Granica bogactwa na Wyspach? "Pensja £70 tys. rocznie"
Zarobkami tego rzędu cieszy się w Zjednoczonym Królestwie tylko 5 proc. podatników. Jak wynika z danych brytyjskiej skarbówki (HMRC), w latach 2014-15 jedna czwarta Brytyjczyków pobierała od £20 tys. do £30 tys., a niewiele ponad 20 proc. - między £30 tys. a £50 tys. Z kolei 18 proc. otrzymuje rocznie £15-£20 tys.
W sumie dwie trzecie brytyjskich podatników stanowią osoby z zarobkami między £15 tys. a £50 tys.
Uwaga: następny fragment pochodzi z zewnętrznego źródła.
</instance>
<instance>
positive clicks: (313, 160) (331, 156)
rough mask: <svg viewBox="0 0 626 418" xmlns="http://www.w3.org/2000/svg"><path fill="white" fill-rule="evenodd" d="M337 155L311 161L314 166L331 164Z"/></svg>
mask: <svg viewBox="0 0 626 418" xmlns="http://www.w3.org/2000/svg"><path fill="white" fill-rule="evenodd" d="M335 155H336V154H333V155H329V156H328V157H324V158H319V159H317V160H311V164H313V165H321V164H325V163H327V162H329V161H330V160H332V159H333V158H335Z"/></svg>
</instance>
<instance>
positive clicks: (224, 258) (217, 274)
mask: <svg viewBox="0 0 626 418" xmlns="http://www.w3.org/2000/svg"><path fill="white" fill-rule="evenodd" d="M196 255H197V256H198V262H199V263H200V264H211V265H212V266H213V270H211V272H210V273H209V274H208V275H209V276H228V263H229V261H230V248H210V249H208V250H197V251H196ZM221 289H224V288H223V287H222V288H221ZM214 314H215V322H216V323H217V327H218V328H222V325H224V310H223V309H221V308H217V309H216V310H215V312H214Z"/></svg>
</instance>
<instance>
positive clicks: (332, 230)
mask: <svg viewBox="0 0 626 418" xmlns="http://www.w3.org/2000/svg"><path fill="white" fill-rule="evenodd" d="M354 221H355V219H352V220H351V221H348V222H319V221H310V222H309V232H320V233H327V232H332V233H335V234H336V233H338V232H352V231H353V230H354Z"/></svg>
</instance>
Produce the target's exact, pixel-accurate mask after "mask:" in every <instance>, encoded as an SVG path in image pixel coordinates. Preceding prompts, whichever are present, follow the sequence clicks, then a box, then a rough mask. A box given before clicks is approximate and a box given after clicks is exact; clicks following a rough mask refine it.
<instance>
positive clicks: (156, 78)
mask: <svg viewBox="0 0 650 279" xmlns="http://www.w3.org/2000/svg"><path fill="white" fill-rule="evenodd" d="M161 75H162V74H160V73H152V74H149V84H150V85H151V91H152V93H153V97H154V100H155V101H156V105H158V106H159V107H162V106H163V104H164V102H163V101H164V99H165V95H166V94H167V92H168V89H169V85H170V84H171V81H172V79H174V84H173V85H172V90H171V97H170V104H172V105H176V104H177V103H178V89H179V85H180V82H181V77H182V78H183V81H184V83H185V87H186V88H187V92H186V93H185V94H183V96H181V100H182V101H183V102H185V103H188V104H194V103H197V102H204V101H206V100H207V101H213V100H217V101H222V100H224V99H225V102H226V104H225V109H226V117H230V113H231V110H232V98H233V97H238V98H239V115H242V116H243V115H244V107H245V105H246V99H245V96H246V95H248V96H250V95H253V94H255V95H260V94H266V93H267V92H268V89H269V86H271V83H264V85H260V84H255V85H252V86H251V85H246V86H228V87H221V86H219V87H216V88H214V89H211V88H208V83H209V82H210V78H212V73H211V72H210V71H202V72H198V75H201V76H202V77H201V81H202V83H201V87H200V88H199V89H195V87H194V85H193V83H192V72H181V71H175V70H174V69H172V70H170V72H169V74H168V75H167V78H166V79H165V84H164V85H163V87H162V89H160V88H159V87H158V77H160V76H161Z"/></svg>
Jednak według badania przeprowadzonego w 2011 roku przez Joseph Rowntree Foundation, mimo iż wynagrodzenie rzędu £70 tys. otrzymują tylko nieliczni, to wcale nie postrzegają oni siebie jako bogatych. “Uważają raczej, że znajdują się gdzieś pośrodku drabiny” - można przeczytać w raporcie organizacji.
BBC poruszyło temat zarobków w związku z wypowiedzią posła partii Pracy Johna McDonella. Stwierdził on, że jego partia jest za podwyższeniem podatków dla korporacji i bogaczy, czyli tych zarabiających powyżej £70-£80 tys.
Wypowiedź polityka wywołała dyskusję na Twitterze, a zdania dotyczące tego, czy kwota ta wystarcza do dostatniego życia, są podzielone.
“Wygląda na to, że McDonell chce zabić Partię Pracy w Londynie. Z takimi zarobkami w stolicy nie jest się bogatym” - skomentował jeden z użytkowników Twittera.
“Gdybym przeprowadził ankietę wśród rodziców odprowadzających dzieci do szkoły i zapytał ich o definicję bogactwa, to myślę, że £75 tys. byłoby mniej więcej taką granicą” - napisał z kolei ktoś inny.